Up to this point, everything is OK according to the definition of Tom M. Mitchell’s definition. Task(T) is to predict the ideal reviewer. Experince(E) comes from the previous reviewer assignments and the performance(P) is measured by different evaluation metrics (top-k accuracy, precision, recall, etc.)
What about the reliability of data? These recommendation models are trying to find and assign the ideal reviewer for a pull request by using the previous reviewer assignments in real life.

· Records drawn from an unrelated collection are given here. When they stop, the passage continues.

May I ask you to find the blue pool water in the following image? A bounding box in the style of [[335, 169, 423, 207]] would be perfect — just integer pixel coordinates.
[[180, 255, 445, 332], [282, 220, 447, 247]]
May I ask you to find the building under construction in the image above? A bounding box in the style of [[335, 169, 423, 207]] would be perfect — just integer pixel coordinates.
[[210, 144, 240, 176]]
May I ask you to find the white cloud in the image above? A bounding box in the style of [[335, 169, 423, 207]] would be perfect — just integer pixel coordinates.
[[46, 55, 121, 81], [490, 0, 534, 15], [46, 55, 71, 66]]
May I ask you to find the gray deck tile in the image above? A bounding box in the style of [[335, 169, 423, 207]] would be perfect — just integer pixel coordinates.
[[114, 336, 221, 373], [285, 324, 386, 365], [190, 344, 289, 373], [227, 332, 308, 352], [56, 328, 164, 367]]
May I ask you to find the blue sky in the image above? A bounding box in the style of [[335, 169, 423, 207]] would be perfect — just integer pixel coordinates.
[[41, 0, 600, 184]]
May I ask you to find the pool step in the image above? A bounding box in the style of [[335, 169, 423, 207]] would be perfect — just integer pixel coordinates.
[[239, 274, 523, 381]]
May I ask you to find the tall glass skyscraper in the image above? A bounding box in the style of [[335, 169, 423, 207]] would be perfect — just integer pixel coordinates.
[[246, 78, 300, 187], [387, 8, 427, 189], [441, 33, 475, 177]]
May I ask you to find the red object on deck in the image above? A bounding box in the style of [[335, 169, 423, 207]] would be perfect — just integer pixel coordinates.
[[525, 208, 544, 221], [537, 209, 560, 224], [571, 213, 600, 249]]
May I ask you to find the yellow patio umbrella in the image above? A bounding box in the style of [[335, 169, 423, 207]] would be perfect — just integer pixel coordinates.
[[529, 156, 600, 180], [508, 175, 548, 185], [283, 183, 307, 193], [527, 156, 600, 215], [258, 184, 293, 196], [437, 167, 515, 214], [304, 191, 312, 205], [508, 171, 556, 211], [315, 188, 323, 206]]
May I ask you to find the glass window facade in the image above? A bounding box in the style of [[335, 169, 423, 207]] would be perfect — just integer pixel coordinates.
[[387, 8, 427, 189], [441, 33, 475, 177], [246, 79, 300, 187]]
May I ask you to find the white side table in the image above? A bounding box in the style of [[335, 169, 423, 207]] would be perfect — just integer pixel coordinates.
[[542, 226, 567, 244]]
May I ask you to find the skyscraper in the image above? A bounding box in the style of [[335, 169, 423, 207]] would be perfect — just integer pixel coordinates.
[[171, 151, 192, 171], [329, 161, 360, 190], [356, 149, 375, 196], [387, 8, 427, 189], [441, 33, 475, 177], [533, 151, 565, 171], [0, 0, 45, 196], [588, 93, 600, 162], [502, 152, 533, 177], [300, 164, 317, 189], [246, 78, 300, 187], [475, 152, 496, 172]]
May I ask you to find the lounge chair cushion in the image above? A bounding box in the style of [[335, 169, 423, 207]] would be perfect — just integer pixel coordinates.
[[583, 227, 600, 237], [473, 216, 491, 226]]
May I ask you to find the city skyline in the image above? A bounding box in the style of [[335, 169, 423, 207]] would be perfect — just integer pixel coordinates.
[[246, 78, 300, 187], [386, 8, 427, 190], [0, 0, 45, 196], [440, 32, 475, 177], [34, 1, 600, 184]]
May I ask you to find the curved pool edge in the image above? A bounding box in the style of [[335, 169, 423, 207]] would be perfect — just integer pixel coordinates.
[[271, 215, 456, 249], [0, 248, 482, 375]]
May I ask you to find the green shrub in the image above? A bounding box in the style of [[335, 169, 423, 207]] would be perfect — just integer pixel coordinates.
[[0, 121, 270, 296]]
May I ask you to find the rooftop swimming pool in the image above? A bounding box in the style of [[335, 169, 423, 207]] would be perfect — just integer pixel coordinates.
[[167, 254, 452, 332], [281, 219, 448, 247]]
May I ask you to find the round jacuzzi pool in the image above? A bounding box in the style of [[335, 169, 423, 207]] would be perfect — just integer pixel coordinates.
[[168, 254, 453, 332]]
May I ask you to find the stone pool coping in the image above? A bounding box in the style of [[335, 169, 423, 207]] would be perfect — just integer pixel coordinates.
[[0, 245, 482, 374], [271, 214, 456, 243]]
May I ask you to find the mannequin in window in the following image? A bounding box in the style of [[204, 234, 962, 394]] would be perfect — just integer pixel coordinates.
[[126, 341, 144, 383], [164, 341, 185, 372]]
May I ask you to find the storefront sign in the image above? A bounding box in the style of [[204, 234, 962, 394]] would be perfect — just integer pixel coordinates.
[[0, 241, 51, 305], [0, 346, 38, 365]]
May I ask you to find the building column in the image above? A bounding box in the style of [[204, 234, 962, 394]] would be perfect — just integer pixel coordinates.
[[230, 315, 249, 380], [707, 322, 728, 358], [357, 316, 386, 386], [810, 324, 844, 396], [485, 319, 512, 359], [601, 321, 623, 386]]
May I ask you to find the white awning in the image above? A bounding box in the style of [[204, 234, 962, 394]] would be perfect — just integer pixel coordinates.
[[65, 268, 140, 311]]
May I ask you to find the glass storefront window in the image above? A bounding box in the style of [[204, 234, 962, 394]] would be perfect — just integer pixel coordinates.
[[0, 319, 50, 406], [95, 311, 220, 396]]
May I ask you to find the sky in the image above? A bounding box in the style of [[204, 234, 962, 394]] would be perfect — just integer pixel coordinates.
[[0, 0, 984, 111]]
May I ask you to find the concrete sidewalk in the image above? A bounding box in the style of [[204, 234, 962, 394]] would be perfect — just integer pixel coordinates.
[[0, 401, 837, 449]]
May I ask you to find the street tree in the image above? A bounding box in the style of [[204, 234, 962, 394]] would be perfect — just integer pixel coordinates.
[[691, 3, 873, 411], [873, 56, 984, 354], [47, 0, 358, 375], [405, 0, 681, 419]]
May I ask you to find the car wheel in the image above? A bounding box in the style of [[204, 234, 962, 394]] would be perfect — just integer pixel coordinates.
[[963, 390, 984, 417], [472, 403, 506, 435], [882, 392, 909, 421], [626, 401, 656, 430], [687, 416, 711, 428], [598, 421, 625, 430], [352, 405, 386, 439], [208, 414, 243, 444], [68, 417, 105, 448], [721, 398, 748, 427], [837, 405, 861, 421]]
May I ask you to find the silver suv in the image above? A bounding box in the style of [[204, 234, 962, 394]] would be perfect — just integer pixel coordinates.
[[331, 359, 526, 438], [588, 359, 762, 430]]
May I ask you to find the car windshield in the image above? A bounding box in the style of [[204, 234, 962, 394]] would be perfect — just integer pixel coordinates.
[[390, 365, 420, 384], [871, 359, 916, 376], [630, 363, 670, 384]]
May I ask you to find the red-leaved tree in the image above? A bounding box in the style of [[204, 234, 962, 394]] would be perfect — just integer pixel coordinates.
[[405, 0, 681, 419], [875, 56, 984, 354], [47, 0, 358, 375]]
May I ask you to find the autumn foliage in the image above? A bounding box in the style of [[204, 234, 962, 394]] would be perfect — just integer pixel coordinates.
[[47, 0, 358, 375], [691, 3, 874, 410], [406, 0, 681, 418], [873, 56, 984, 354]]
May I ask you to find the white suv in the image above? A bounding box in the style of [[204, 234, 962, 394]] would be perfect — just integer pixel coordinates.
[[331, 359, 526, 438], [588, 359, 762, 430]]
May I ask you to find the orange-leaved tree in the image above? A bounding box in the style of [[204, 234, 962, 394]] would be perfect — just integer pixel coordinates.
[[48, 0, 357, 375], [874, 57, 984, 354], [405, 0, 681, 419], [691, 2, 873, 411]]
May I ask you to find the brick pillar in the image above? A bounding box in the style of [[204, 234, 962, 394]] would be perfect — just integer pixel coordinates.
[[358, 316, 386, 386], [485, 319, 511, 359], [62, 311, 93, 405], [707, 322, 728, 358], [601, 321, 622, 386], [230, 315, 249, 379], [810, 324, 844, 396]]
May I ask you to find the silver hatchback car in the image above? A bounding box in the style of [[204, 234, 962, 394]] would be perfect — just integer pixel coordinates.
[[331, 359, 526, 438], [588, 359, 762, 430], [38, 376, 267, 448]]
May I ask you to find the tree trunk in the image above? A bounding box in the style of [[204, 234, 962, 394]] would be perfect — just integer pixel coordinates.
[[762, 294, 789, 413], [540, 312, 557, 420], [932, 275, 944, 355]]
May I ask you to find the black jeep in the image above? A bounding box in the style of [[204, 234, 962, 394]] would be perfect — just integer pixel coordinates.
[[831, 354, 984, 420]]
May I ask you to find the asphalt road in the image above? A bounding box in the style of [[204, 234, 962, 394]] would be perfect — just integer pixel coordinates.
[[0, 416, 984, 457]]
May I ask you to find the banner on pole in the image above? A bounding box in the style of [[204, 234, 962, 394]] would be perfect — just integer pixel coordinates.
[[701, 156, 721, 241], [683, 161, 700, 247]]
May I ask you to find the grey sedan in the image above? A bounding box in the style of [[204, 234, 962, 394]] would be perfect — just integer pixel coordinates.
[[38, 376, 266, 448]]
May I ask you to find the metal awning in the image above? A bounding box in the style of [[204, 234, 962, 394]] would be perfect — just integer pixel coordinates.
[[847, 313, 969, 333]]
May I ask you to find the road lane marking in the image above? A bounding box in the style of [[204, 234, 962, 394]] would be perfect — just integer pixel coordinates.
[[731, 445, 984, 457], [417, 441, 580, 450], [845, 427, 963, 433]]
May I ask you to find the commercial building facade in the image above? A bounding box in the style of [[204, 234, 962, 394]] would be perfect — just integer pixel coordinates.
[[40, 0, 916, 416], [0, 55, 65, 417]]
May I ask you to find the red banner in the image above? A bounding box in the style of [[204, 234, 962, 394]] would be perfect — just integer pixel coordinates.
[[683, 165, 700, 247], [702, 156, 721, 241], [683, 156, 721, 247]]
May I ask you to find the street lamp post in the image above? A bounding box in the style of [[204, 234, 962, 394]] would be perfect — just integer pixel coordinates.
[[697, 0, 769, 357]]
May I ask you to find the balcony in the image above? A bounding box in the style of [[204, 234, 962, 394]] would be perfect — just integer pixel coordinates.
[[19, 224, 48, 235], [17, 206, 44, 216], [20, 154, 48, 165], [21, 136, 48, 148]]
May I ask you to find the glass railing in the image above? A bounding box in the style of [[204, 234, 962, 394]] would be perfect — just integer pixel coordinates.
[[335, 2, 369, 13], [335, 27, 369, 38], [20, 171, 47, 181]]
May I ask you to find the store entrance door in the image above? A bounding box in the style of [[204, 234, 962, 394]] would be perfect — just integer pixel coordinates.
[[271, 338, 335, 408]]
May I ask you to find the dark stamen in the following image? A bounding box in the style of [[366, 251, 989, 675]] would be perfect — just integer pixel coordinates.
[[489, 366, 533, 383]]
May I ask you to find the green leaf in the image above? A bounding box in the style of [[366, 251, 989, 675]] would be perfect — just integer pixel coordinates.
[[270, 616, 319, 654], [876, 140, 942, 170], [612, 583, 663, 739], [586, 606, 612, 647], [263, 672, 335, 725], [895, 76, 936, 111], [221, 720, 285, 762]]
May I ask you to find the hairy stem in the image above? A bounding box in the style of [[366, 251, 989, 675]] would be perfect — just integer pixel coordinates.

In other words, these models assume that real-life reviewer assignments are always ideal, which is not the case!
Consider the scenario given in the following figure.
Figure: Non-ideal reviewer assignment scenario in real life
The team leader selects the ideal code reviewer for a pull request. But due to several reasons, the ideal reviewer cannot complete the review and a new reviewer(non-ideal) has to be assigned. In the code reviewer assignment datasets collected from real life, there are many instances similar to this scenario. Non-ideal reviewer assignments are assumed to be ideal and used for training machine learning models. This flawed assumption reduces the reliability of reviewer recommendation models.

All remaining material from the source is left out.